Players can also avoid injuries during golf by stretching and warming up before starting to play. Gentle movement that imitates swinging various clubs and shifting one’s weight allows for the body to slowly get used to the regular movements of golf, thus preventing injury. It is also important to wear the proper footwear, and carefully lift and carry one’s clubs. As with any sport, staying hydrated during the game is important, as is building and strengthening essential muscles. Should an injury occur, it is best to stop playing immediately and seek medical treatment or first aid to prevent any further complications.
A well-established corporate executive, John Oppedisano possesses notable experience in managing international contracts and supply structures for major corporations. John Oppedisano also has a passion for marching bands and drum corps, and sits on the board of BD Performing Arts. Based in Concord, California, the organization is part of the Blue Devils Drum and Bugle Corps.

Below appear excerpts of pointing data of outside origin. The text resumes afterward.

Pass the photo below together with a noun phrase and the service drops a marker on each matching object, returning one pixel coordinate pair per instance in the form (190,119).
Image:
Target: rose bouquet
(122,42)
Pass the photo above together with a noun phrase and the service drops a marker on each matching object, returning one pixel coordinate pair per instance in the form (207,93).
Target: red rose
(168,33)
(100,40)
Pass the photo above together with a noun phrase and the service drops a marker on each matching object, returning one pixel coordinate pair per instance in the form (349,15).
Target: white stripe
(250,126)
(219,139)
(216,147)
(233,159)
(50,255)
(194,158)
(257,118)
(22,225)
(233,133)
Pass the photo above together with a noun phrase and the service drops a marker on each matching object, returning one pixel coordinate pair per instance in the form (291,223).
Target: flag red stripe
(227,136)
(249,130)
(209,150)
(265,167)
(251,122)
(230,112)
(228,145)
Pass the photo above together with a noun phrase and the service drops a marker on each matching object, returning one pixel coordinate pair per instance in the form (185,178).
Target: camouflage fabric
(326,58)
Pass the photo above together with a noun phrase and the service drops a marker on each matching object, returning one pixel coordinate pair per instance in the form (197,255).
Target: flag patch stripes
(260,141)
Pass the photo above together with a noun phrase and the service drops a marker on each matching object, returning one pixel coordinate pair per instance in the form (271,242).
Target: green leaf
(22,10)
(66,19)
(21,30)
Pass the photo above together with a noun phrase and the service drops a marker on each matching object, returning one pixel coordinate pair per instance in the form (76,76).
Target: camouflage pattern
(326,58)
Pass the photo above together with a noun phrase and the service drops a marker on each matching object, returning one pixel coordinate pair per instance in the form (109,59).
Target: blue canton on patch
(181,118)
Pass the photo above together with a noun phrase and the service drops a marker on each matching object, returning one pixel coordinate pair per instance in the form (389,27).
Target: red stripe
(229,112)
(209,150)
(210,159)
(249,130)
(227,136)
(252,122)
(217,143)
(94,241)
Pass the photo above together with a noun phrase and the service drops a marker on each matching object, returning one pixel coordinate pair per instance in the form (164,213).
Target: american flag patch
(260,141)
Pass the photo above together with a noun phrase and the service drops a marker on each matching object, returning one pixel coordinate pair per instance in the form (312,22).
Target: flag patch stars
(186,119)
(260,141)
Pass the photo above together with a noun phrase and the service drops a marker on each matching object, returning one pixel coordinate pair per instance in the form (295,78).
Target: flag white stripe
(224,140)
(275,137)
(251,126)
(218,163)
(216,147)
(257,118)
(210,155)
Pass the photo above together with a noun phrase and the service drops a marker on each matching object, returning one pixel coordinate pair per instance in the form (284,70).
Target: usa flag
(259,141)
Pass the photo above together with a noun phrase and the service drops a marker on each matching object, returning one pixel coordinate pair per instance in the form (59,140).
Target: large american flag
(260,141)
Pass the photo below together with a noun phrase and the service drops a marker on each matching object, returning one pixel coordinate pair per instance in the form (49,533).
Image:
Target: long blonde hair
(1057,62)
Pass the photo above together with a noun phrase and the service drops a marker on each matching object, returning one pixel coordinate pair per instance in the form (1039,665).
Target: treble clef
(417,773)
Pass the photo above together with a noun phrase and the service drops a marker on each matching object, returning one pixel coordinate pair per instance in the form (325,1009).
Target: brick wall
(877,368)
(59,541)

The 56-year-old corps offers individuals from age eight to 21 an inclusive environment for dance and musical performance.
Members of the Blue Devils Drum and Bugle Corps take part in a number of global nonprofit initiatives. One such program is the Field Band Foundation. Founded in 1997, the Field Band Foundation supports more than 5,5000 students in nearly 50 bands in poverty-stricken areas of South Africa. In September 2013, a group of Field Band Foundation members delivered brass instruments to their South African musical counterparts. Since 2012, more than 65 instruments have been donated through the efforts of the Field Band Foundation.